Set forth below is the text of a response that recently posted to the Quora site:
What do you think of David Stockman’s comments that the U.S. Stock Market is now in its third bubble of the 21st Century?
Stockman is right.
He is missing one piece of the puzzle.
This has nothing to do with good luck or bad luck.
There IS something fundamentally broken at the core of our financial system.
The one thing that Stockman does not quite grasp is the ultimate cause of these multiple bubbles. He is right that in a direct sense it is the Federal Reserve that is propping up the bubbles. But the Fed responds to pressures like all other entities. We cannot expect the Fed to make good calls until we remove those pressures.
The Fed is propping up the bubbles because WE want it to. The Fed is a political institution. The Fed will stop propping up the bubbles when the people of this country adopt an anti-bubble perspective. Then the Fed will be happy to help us out.

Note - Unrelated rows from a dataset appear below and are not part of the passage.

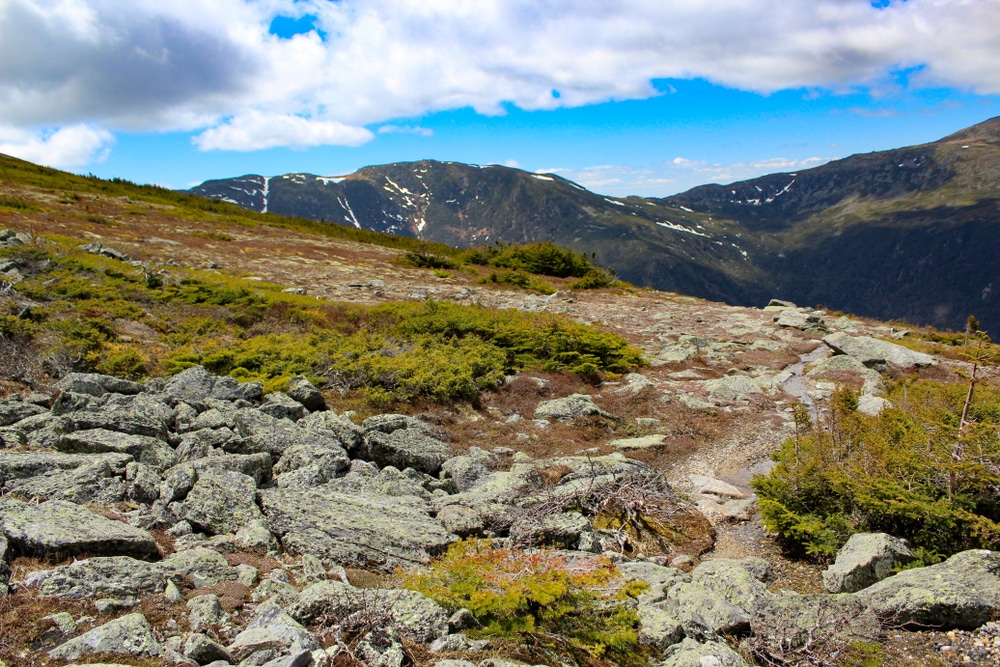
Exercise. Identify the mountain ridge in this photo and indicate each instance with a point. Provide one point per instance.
(913, 227)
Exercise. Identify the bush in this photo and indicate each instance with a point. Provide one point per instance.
(538, 598)
(908, 472)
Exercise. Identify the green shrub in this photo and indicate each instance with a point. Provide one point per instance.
(519, 279)
(539, 599)
(908, 472)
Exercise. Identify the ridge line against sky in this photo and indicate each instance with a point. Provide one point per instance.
(647, 97)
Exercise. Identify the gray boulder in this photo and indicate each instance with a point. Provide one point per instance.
(94, 479)
(302, 390)
(128, 635)
(192, 384)
(413, 615)
(570, 407)
(865, 559)
(691, 653)
(354, 529)
(406, 448)
(963, 592)
(827, 623)
(12, 412)
(281, 406)
(59, 528)
(153, 452)
(220, 502)
(877, 354)
(95, 384)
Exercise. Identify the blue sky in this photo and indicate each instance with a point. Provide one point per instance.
(647, 97)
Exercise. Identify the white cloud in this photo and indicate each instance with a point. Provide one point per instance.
(406, 129)
(256, 131)
(212, 66)
(65, 148)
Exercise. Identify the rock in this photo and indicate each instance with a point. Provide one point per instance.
(302, 390)
(412, 614)
(691, 653)
(634, 384)
(872, 405)
(740, 581)
(204, 611)
(865, 559)
(153, 452)
(128, 635)
(327, 461)
(840, 363)
(95, 384)
(229, 389)
(963, 592)
(220, 502)
(276, 623)
(406, 448)
(59, 528)
(733, 387)
(641, 443)
(12, 412)
(783, 625)
(877, 354)
(340, 427)
(259, 432)
(254, 536)
(192, 384)
(355, 529)
(281, 406)
(570, 407)
(203, 650)
(94, 479)
(715, 487)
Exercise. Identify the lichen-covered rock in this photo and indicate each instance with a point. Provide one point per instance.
(783, 624)
(877, 354)
(191, 384)
(221, 501)
(153, 452)
(128, 635)
(865, 559)
(691, 653)
(406, 448)
(963, 592)
(414, 615)
(302, 390)
(570, 407)
(59, 528)
(94, 479)
(282, 406)
(12, 412)
(355, 529)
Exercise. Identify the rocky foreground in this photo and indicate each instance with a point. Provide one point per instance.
(199, 522)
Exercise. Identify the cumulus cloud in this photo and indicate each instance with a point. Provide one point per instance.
(255, 131)
(213, 66)
(65, 148)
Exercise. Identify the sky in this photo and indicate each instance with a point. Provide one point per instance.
(626, 97)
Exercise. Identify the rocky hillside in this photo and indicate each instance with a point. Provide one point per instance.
(309, 499)
(905, 234)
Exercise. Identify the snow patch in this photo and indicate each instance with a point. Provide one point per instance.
(682, 228)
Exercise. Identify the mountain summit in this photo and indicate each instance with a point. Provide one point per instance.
(906, 234)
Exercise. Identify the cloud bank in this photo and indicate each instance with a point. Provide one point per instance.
(213, 67)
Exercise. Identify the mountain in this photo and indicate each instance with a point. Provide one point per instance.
(907, 234)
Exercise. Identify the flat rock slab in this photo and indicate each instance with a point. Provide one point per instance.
(354, 529)
(60, 528)
(644, 442)
(128, 635)
(877, 354)
(963, 592)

The core problem is the Buy-and-Hold investing strategy. Buy-and-Hold ALWAYS causes massive bubbles. There has never been an exception in the 140 years for which we have records of stock-market returns. Once the stock market is in a bubble, there are trillions of dollars in Pretend Money in people’s portfolios. They spend that money on good and services and thereby pump up the economy. Then no one wants the bubble to be popped because popping it would bring on an economic crisis.
What we need to do is to explain to people how important it is to exercise price discipline when buying stocks. We now have 34 years of peer-reviewed research showing that stock risk is reduced by 70 percent when investors exercise price discipline (that is, lower their stock allocations as valuations increase).
We know what works intellectually. The problem is that we did not learn what works until 1981, when Nobel Prize Winner Robert Shiller published the research showing how critical it is that all investors always practice long-term timing. Unfortunately, earlier research had suggested that timing might not be required or might not even work. An entire industry was built to promote this wrong-headed approach before Shiller published his research. The last 34 years has been a story of turf battles as researchers have tried to get the truth out and industry leaders have gone to battle with them.
It’s very hard to pop bubbles. Popping them always brings on an economic crisis. There is always going to be huge opposition to the idea of bringing on an economic crisis. The time to stop bubbles is BEFORE they develop. What we need to do is to show people how much sooner they could retire if they followed research-based strategies rather than the Buy-and-Hold stuff pushed so hard by the ethically challenged salesmen who dominate discussion in this field.
We need a national debate on these issues. Shiller predicted the financial crisis in his book, published in March 2000. Most of the explanations for the financial crisis that have been put forward were put forward to score political points. We need to get serious about overcoming the financial crisis. We should be looking to people who know enough about how stock markets actually work to have predicted the crisis long before it hit us and to people who are not compromised by their employment in the stock-selling industry.
Again, this has nothing to do with luck. As a people, we CAUSED this economic crisis. That was not true of earlier financial crises. But this time we had decades of academic research that warned us of where we were headed while we permitted stock prices to rise higher and higher. This is the first ELECTIVE economic crisis in our history. We should all pull together to get the work done to insure that it is the last.
The good news is that we on the verge of solving the problem of the boom/bust cycle. We will all enjoy stock investing much more once we are able to invest in a way that is truly smart and simple and safe. Nothing but the popularity of Buy-and-Hold stands in our way at this point.